The Borders Book

Chapter Twenty-Four - Vietnam

Section 25 of 39


CHAPTER TWENTY-FOUR

Vietnam


THE LONG WAR Zone That Finally Drew Its Own Lines

Vietnam has been invaded so many times, it learned to weaponize its own geography.

The country is a long, narrow strip curled around the South China Sea —
jungles, rivers, mountains, impossible to control unless you were born in it.
And even then, barely.

Early Vietnam was ruled by Chinese dynasties for nearly a thousand years.
But rebellion was part of its DNA.
Every time it was conquered, it pushed back — again, and again, and again.

By the 1800s, France arrived.
Colonized it.
Squeezed it into French Indochina along with Cambodia and Laos.

Plantations. Railroads. Catholic missions.
All built on Vietnamese labor and resentment.
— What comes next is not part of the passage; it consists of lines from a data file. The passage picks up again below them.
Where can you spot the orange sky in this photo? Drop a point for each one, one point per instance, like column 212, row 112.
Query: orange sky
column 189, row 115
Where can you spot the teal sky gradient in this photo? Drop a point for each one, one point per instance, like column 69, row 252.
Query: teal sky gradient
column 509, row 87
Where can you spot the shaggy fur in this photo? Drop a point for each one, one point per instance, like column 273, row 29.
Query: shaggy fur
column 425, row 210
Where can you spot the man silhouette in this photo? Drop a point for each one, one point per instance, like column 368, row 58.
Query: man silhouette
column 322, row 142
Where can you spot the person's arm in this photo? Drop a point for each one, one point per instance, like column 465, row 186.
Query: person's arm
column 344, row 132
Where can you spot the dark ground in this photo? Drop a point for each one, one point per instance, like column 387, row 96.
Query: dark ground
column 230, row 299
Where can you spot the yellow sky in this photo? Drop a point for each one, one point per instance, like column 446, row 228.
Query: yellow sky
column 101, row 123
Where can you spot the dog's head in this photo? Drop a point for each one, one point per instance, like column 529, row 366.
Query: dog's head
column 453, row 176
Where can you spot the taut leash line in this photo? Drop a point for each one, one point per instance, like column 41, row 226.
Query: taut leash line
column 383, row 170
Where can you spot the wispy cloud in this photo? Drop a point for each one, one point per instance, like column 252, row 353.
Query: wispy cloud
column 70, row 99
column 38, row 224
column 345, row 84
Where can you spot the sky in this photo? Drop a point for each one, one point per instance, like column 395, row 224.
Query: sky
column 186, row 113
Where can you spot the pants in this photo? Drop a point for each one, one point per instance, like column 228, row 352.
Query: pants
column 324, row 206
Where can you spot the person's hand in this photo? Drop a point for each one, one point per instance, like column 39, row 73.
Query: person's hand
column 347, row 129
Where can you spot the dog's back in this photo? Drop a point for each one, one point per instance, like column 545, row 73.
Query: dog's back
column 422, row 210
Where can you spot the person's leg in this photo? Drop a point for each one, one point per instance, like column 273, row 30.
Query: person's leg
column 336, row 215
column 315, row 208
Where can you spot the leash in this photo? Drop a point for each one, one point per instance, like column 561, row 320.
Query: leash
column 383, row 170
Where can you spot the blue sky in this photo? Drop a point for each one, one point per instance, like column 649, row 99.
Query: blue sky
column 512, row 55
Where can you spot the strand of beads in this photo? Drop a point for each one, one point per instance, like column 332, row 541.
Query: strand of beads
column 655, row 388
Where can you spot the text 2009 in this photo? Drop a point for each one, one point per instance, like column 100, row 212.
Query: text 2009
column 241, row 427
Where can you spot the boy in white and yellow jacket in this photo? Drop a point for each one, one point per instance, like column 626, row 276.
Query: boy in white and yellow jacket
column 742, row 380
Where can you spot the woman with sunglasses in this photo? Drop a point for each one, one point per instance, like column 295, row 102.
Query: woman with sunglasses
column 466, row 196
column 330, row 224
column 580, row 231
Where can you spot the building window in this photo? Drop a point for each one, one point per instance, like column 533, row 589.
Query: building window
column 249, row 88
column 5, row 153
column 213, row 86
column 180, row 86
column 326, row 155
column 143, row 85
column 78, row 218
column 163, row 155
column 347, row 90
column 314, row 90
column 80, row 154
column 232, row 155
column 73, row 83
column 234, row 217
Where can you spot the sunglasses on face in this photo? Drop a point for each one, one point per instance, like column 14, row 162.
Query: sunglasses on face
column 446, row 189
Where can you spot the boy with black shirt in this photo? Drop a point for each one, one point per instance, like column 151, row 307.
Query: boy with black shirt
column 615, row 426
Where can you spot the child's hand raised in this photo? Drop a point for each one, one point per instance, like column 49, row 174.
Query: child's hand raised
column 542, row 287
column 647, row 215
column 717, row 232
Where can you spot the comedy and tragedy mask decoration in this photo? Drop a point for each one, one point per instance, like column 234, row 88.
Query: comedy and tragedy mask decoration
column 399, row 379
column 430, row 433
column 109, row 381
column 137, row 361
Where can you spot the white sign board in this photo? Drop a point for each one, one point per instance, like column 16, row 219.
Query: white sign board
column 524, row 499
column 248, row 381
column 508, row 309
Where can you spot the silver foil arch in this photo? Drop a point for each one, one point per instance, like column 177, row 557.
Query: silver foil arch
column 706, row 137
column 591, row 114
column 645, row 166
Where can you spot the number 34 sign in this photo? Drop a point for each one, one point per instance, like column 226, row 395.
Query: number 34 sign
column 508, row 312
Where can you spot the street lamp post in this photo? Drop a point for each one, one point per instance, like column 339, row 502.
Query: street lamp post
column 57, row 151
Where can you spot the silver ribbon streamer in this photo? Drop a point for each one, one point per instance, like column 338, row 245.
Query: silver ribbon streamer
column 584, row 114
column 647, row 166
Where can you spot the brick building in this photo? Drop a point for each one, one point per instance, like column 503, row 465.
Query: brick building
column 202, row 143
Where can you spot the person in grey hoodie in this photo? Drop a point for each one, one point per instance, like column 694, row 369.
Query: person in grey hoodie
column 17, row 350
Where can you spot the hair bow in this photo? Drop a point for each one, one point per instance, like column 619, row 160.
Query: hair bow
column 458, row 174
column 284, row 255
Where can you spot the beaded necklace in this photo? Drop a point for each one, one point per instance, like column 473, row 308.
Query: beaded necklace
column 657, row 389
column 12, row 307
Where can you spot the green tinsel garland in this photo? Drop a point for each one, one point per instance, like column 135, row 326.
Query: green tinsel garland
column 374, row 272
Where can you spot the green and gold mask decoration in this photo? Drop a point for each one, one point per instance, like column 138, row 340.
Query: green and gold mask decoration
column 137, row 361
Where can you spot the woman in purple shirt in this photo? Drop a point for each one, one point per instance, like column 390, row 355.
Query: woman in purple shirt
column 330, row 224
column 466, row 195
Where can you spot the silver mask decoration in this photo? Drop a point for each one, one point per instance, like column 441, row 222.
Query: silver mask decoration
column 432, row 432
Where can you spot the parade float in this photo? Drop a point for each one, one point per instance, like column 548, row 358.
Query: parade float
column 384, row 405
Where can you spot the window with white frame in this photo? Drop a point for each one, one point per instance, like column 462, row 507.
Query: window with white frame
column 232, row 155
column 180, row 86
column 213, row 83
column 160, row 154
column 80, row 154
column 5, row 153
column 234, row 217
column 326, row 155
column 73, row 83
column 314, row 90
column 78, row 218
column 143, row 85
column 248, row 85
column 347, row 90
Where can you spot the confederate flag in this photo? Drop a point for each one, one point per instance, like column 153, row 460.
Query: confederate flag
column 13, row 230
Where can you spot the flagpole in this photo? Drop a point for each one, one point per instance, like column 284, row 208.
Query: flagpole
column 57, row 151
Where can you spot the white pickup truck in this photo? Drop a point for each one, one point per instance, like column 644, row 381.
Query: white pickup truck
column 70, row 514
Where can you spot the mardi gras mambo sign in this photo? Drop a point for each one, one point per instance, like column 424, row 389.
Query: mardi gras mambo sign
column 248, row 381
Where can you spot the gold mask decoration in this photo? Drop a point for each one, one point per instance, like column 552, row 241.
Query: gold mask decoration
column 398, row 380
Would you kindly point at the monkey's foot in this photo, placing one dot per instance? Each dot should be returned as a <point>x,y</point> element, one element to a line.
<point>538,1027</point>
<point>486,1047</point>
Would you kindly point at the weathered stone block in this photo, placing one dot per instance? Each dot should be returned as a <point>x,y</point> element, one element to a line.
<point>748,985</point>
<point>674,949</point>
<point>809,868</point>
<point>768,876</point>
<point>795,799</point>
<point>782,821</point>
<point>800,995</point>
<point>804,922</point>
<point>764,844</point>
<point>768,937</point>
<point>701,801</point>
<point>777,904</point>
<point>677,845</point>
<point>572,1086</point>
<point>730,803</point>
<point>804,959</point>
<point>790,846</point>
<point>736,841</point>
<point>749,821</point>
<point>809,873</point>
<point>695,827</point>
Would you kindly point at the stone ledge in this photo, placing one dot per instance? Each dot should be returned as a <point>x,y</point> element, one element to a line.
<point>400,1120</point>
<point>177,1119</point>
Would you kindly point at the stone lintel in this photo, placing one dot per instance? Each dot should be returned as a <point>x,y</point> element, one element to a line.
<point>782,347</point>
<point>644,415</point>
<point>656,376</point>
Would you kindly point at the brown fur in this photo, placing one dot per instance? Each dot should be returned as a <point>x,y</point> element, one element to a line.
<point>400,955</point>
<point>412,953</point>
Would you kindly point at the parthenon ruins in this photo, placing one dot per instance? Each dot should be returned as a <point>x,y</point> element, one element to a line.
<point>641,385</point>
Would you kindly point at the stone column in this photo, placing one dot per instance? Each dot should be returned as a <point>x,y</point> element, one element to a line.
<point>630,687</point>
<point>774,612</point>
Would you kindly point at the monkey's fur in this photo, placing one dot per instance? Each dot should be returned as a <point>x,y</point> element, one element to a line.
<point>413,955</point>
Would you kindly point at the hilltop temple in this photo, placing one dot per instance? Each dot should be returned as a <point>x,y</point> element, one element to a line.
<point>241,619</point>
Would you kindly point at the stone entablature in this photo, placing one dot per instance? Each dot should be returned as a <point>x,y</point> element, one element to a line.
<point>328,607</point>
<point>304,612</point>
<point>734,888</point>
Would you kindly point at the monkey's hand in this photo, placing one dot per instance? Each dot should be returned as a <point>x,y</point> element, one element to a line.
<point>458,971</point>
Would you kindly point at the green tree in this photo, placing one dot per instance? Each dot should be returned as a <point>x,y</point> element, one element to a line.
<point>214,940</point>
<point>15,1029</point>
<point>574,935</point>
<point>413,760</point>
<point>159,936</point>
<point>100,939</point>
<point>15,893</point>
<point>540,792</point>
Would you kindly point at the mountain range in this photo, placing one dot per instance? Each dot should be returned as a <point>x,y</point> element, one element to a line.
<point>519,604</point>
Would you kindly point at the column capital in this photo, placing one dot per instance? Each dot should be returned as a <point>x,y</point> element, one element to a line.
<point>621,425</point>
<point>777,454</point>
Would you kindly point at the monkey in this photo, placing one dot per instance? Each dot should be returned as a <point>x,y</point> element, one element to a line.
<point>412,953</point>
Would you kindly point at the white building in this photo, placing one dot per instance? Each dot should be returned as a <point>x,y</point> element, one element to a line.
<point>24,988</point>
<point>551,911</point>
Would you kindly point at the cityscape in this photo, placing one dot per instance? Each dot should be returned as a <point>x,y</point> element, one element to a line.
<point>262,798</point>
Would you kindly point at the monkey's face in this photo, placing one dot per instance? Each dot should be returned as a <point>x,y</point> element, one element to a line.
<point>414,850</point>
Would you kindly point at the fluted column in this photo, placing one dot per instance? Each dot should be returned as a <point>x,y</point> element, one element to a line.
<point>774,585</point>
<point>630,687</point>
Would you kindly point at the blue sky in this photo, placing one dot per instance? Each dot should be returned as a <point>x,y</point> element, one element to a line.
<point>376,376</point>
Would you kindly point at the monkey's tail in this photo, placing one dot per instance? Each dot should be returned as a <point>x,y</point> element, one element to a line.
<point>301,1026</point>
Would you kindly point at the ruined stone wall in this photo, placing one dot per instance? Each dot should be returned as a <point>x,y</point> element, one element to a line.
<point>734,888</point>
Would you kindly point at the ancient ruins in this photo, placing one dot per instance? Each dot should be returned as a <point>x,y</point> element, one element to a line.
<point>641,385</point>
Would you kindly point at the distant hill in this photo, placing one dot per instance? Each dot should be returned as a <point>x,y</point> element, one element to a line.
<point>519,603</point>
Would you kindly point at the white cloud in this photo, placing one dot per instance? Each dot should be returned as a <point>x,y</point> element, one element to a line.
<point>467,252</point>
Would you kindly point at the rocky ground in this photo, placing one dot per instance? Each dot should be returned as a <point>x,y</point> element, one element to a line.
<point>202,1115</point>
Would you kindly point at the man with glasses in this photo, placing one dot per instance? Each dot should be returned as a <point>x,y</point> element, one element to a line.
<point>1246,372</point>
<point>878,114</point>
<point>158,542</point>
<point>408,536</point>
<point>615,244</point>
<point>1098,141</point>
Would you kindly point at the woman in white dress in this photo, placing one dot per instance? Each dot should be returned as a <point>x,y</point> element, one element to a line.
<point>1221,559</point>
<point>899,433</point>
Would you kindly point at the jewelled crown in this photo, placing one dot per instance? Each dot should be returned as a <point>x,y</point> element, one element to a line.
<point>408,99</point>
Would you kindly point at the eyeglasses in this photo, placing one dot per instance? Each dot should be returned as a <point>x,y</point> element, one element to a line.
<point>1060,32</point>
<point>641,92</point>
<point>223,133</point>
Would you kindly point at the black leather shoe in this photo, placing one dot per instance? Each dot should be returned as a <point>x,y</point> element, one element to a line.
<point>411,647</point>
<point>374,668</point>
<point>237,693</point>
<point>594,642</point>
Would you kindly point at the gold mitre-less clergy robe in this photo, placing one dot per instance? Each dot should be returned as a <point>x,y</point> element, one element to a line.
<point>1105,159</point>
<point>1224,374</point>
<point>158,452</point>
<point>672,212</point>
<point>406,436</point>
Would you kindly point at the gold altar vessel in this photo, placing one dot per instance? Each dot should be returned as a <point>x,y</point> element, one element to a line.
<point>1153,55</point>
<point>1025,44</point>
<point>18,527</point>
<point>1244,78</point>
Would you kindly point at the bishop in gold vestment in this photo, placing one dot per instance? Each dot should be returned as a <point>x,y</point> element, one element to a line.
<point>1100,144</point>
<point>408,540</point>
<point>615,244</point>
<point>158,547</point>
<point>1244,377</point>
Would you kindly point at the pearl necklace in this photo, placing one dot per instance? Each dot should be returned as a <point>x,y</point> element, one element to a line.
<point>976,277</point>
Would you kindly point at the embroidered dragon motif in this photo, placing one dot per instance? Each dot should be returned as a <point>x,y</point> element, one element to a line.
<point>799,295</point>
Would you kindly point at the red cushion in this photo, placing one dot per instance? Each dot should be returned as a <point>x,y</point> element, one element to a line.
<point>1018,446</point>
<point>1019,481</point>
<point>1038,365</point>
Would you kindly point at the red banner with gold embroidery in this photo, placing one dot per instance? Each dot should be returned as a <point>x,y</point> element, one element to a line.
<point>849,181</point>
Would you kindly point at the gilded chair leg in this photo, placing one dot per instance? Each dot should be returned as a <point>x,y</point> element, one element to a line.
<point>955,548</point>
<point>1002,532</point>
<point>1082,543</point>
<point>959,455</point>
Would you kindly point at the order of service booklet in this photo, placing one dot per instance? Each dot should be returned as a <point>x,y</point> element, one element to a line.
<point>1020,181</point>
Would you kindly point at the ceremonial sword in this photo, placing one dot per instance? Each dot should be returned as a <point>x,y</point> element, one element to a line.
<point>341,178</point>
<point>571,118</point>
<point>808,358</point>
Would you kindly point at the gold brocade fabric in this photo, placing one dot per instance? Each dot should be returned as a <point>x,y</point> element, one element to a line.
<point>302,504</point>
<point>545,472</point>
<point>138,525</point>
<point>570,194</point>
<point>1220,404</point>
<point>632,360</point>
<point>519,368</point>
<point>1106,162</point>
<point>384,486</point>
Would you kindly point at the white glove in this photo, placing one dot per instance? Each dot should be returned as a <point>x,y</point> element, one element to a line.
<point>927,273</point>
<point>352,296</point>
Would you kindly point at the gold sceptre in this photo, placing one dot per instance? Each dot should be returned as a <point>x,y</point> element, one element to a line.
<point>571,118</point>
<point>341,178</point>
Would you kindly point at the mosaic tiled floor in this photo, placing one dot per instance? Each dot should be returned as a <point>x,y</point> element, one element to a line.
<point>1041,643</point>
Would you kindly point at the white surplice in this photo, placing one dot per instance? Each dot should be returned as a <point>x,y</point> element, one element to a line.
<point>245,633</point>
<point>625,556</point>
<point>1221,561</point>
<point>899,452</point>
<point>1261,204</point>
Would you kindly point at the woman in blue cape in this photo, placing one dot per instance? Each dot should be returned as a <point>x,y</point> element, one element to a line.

Then came the Japanese — who occupied it during World War II.
Then came the power vacuum.
Then came the fight for freedom.

In 1954, after years of guerilla warfare, Ho Chi Minh and the Viet Minh defeated the French at Dien Bien Phu.
It was a historic anti-colonial win.

But victory didn’t mean peace.

The world was in Cold War mode, and Vietnam got split in half — a northern communist state, and a southern U.S.-backed regime.

Another fake border, another looming war.

And this time, it escalated into something massive.

The Vietnam War (or the American War, as it's called in Vietnam)
wasn’t just a civil war.
It was a global proxy war, fought in rice paddies and napalm clouds.

North vs. South.
Communism vs. Capitalism.
Tanks vs. tunnels.
Helicopters vs. willpower.

The U.S. dropped more bombs on Vietnam than it did in all of World War II.

But it couldn’t break the country.

In 1975, Saigon fell.
The U.S. left.
And Vietnam was reunified under the North.

Today, the borders are stable — but the memories aren’t.

Vietnam has healed in some ways — booming cities, a growing economy, and tourism everywhere.
But the war left physical and emotional scars.
Agent Orange still poisons land and bodies.
Veterans still live with trauma.
Old bombs still lie buried under fields.

The country is one again.
But it had to fight everyone to make it so.